Proverbes (Page 13:511)

Proverbes, (Théol.) nom d'un des livres canoniques de l'ancien testament. C'est un recueil des sentences morales & de maximes de conduite pour tous les états de la vie, que l'on attribue à Salomon.

Cependant quelques critiques, & entr'autres Grotius, ont douté que Salomon fût l'auteur de ce livre. Ils avouent que ce prince fit faire pour son usage une compilation de ce qu'il y avoit alors de plus beau en fait de morale dans les anciens écrivains de sa nation, mais que sous Ezéchias on grossit ce recueil de ce qui avoit été écrit d'utile depuis Salomon, & que ce furent Eliacim, Sobna & Joaké qui firent alors cette compilation. Grotius apporte en preuve de cette opinion, qu'on remarque dans les diverses parties de ce livre une différence palpable de style. Les neufs premiers chapitres qui ont pour titre paraboles de Salomon, sont écrits en forme de discours suivi; mais au chap. X. quoique ce soit le même titre, le style est tout nouveau, coupé & plein d'antitheses: ce qui continue jusqu'au verset 17 du chap. xxij. où l'on trouve un style plus semblable à celui des neuf premiers chapitres; mais il redevient court & sententieux au vingt - troisieme verset du chap. xxjv. Enfin au commencement du chap. xxv. on lit ces mots: voici les paroles qui furent recueillies & compilées par les gens d'Ezéchias, roi de Juda. Ce recueil va jusqu'au chap. xxx. On y lit: discours d'Agur, fils de Joaké. Enfin le chap. xxxj. & dernier a pour titre, discours du roi Lamuel.
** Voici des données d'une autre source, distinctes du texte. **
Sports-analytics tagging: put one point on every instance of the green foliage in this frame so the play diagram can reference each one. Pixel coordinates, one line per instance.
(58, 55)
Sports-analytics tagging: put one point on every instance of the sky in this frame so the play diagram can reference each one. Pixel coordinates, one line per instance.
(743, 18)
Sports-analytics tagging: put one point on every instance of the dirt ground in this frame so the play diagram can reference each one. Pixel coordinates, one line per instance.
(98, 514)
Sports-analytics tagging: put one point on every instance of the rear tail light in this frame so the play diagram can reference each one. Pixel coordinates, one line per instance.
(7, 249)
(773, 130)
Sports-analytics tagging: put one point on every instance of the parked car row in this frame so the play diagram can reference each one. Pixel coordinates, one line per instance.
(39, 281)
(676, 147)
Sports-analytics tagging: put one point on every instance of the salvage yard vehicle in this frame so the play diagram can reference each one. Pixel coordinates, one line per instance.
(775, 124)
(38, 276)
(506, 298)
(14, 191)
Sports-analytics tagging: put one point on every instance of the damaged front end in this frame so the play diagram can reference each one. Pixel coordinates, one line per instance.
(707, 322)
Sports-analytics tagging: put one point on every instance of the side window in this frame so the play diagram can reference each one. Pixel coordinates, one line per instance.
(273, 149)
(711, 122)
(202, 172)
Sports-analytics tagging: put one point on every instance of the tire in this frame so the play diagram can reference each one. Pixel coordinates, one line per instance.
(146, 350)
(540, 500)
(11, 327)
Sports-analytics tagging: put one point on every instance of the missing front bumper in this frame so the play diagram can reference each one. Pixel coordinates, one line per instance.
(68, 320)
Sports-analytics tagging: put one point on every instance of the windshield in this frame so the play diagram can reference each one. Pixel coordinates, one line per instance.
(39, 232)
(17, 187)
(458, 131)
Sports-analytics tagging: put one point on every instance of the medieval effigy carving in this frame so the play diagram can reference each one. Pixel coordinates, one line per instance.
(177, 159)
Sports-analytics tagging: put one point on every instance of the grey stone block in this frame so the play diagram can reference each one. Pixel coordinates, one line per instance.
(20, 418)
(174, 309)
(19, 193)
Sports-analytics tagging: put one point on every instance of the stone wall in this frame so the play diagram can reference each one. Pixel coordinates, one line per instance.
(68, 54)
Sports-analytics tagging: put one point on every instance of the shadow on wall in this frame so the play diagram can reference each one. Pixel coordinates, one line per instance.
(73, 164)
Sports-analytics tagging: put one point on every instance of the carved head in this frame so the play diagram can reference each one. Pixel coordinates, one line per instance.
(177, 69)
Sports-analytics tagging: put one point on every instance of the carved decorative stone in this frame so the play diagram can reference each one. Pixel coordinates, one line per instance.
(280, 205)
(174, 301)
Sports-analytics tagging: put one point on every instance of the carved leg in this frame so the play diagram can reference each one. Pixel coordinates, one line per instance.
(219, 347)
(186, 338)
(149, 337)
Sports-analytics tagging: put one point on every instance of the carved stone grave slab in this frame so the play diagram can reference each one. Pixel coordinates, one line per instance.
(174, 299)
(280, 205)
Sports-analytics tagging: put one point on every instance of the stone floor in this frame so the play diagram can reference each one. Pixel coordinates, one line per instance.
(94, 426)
De tout cela il paroit certain que le livre des proverbes, en l'état où nous l'avons aujourd'hui, est une compilation d'une partie des proverbes de Salomon faite par plusieurs personnes; mais on n'en peut pas conclure que l'ouvrage ne soit pas de ce prince. Inspiré par le St. Esprit il avoit écrit jusqu'à trois mille paraboles, comme il est rapporté dans le III. liv. des Rois, c. iv. v. 32. Diverses personnes en purent faire des recueils, entr'autres, Ezéchias, Agur, Esaïe, Eidras, & de ces différens recueils on a composé l'ouvrage que nous avons.

On ne doute pas de la canonicité du livre des proverbes. Théodore de Mopsueste, parmi les anciens, & entre les modernes, l'auteur d'une lettre insérée dans les sentimens de quelques théologiens de Hollande, sont les seuls qui l'ayent révoquée en doute, & qui ayent prétendu que Salomon avoit composé cet ouvrage par une pure industrie humaine.

Les Hébreux appellent ce livre , misle ou mischle, ce que les Grecs ont rendu par PARABOLAI, paraboles. La version grecque de ce livre s'éloigne assez souvent de l'hébreu, & ajoute un assez grand nombre de versets qui ne sont pas dans l'original. Le grec de l'édition romaine renferme diverses transpositions de chapitres entiers. On ne sait d'où viennent ces dérangemens. Dans les anciennes éditions latines on trouve aussi plusieurs versets ajoutés, mais que l'on a retranchés depuis saint Jérome. Calmet, dictionn. de la bibl. Tom. III. p. 298.

Proverbe (Page 13:511)

Proverbe, (Critiq. sacrée.) en grec PAROIMI/A, proverbium dans la vulgate. Ce mot dans l'Ecriture signifie 1°. une sentence commune & triviale: 2°. une chanson, idcirco dicetur in proverbio, nom. xxj. 27; c'est pourquoi on dit en chanson, venite in Herebon: 3°. jouet, raillerie: erit Israel in proverbium, & in fabulam cunctis populis, Deuter. xxviij. 37, Israël deviendra la risée de tous les peuples: 4°. une énigme, une sentence obscure, occulta proverbiorum exquiret. Eccl. xxxjx. 3, le sage tâchera de pénétrer le secret des énigmes: 5°. une parabole, discours figuré par lequel on représente une vérité; hoc proverbium dixit eis Jesus, Jesus leur dit cette parabole, Joan. x. 6. (D. J.)

PROVIDENCE (Page 13:511)

PROVIDENCE, s. f. (Métaph.) la providence est le soin que la divinité prend de ses ouvrages, tant en les conservant, qu'en dirigeant leurs opérations. Les payens, tant poëtes que philosophes, si l'on en excepte les Epicuriens, l'ont reconnue, & elle a été admise par toutes les nations du moins policées, & qui vivoient sous le gouvernement des lois. Virgile nous tiendra ici lieu de tous les poëtes. Il fait adresser à Jupiter cette invocation par Vénus:

O qui res hominumque, deûmque AEternis regis imperiis & fulmine terres. AEneid. lib. I.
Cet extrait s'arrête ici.